Monday, October 19, 2009

Parenting Tool Box

I did a workshop last weekend on equipping your Parent Toolbox. No matter how many times I do these workshops, I always learn something. We talked alot about education, support and systems a parent needs to be the best they can be but the most important subject we touched on was on self care. Parents usually make this an 'if-I-can-find-time' option. When we talked seriously about how important it is to be at our best when parenting ---- self-care moves up the priortiy ladder in a hurry. We had a lively discussion on making time to reenergize yourself. With a little thought and planning we can all figure out a way to get an hour to do something we love.

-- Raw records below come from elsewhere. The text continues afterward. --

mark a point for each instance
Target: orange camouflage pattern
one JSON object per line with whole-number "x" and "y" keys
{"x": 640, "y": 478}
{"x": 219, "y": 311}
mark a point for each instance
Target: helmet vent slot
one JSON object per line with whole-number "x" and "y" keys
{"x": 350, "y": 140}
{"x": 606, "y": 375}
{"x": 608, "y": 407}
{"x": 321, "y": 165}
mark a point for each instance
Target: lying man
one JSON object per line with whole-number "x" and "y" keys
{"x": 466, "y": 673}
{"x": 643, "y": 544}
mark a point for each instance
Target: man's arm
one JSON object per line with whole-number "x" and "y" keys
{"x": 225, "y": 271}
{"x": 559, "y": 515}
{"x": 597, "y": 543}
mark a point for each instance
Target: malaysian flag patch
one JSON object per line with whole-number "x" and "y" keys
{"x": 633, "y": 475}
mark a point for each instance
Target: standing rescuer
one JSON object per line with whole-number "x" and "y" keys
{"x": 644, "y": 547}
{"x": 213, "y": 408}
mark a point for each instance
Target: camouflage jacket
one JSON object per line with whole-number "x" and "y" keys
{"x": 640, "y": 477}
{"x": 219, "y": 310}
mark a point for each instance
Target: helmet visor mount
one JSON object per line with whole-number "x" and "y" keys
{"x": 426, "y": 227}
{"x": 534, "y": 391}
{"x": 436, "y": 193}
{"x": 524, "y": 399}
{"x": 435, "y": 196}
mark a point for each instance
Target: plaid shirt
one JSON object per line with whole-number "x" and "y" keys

One parent talked about how much she missed being able to dance as she used to. The creative energy it stirred up so energized her. While the mundane daily tasks of being a mom of 3 drained her, an hour of dancing refueled her. I could see the joy in her face as she talked about this activity. The group brainstormed ways to clear an hour and in the end she found at least 4-5 options for freeing some time that she was going to try. So what do you do to replenish the energy that parenting takes? Find time this week for something creative that you can look forward to! And let me know what it is!

Thursday, September 17, 2009

Media Safety

It is mind boggling the amount of media exposure our children are exposed to. There are video games, internet, TV, movies, social networking, cell phones and commercialism! It is estimated that the average 10 year old spends 44 hours a week using media. That is astounding to me! After you factor in school, sleep, personal care and media, there isn’t much left for family and friends.

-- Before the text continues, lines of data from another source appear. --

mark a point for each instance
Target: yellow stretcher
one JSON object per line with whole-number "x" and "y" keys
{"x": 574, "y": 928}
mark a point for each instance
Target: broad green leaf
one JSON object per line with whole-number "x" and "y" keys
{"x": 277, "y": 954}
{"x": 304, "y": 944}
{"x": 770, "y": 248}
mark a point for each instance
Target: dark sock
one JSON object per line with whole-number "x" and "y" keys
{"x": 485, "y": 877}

As parents, we work to keep our children healthy by providing nutritious meals, getting immunizations, teaching them everyday health practices (like hand washing, covering mouths when coughing, etc), keeping poisons out of their reach, watching for allergies and lots of other things. We do all we can to keep them safe from dangers in the environment. We would never let a young child go to the park alone. We would never let our children watch someone next door get beat up.

Yet our children are exposed to these and more every day in their media interactions. They are ‘sitting ducks’ for media vultures who’s primary focus is NOT their best interest. The best count that research sees is 14 acts of violence per hour in programs directed at children. Fourteen acts! How does that repeated exposure effect children? It tends to desensitize them to violence. It also teaches them that violence is an acceptable way to problem solve. It sure isn’t what I want MY children to learn.

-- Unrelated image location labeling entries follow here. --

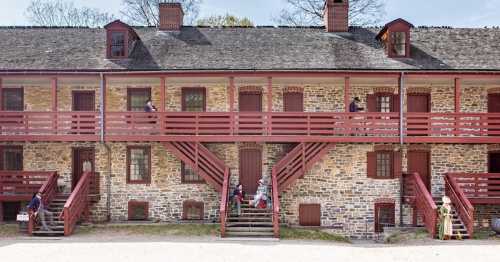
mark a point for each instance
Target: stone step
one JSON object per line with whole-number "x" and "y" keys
{"x": 250, "y": 234}
{"x": 249, "y": 229}
{"x": 250, "y": 224}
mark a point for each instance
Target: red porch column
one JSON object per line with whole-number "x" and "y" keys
{"x": 347, "y": 93}
{"x": 231, "y": 94}
{"x": 270, "y": 94}
{"x": 162, "y": 94}
{"x": 54, "y": 94}
{"x": 457, "y": 94}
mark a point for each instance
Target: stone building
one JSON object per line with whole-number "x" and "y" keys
{"x": 234, "y": 105}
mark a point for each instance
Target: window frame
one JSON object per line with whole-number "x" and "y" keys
{"x": 15, "y": 147}
{"x": 192, "y": 203}
{"x": 377, "y": 207}
{"x": 183, "y": 176}
{"x": 390, "y": 164}
{"x": 131, "y": 90}
{"x": 132, "y": 204}
{"x": 186, "y": 90}
{"x": 16, "y": 89}
{"x": 110, "y": 33}
{"x": 147, "y": 180}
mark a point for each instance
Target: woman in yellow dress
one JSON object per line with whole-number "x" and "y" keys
{"x": 445, "y": 225}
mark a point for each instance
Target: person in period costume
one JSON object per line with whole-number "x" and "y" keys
{"x": 445, "y": 224}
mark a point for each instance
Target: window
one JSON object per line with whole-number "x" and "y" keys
{"x": 12, "y": 99}
{"x": 137, "y": 98}
{"x": 11, "y": 158}
{"x": 192, "y": 210}
{"x": 117, "y": 44}
{"x": 189, "y": 176}
{"x": 138, "y": 165}
{"x": 398, "y": 43}
{"x": 138, "y": 210}
{"x": 384, "y": 103}
{"x": 293, "y": 102}
{"x": 384, "y": 216}
{"x": 310, "y": 215}
{"x": 193, "y": 99}
{"x": 384, "y": 164}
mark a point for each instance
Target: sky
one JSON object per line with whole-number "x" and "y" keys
{"x": 456, "y": 13}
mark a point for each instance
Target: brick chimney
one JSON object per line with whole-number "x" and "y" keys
{"x": 171, "y": 16}
{"x": 336, "y": 15}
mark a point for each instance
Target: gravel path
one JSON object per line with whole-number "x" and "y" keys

What’s a parent to do? Two simple tricks will go along way to protecting our children from content that is not appropriate. The first is to locate media (TV, computers, video games) in a common area of the house. When you are in the proximity you can supervise what your children are watching. The second tip is to carefully monitor the programs your children watch, even movies/programs targeting young children had inappropriate content. Talk to your children about what they’ve seen. Is it real or imaginary? Was that the best way to handle a situation or not?

Let’s take back our Parental influence. The media giants are not looking to our children’s best interest but we are!

Monday, August 10, 2009

Parental Relationships

Recently a Dad came to me for coaching about a situation with his 12 year old daughter. He has been divorced from her Mother since she was 2 years old and the Mother has remarried with 2 other children. She lived 500 miles away. The daughter while close to her Dad has asked to change her last name to match the family that she lives in most of the time. He was so distraught about this decision. We talked about what is the most important aspect of his relationship with his daughter. They talk twice a week on the phone and have visits every other month. They both feel they have a close and loving relationship. The daughter, at 12, doesn't want to feel 'different' by having a separate last name from her Mother, Stepfather and two sisters. In the end, this Dad decided that a name didn't define his love for his daughter.....but the bond they had did. He choose to respect his daughter's needs at this time and let her do it. Sometimes as parents we make hard decisions to benefit the strength of the relationship!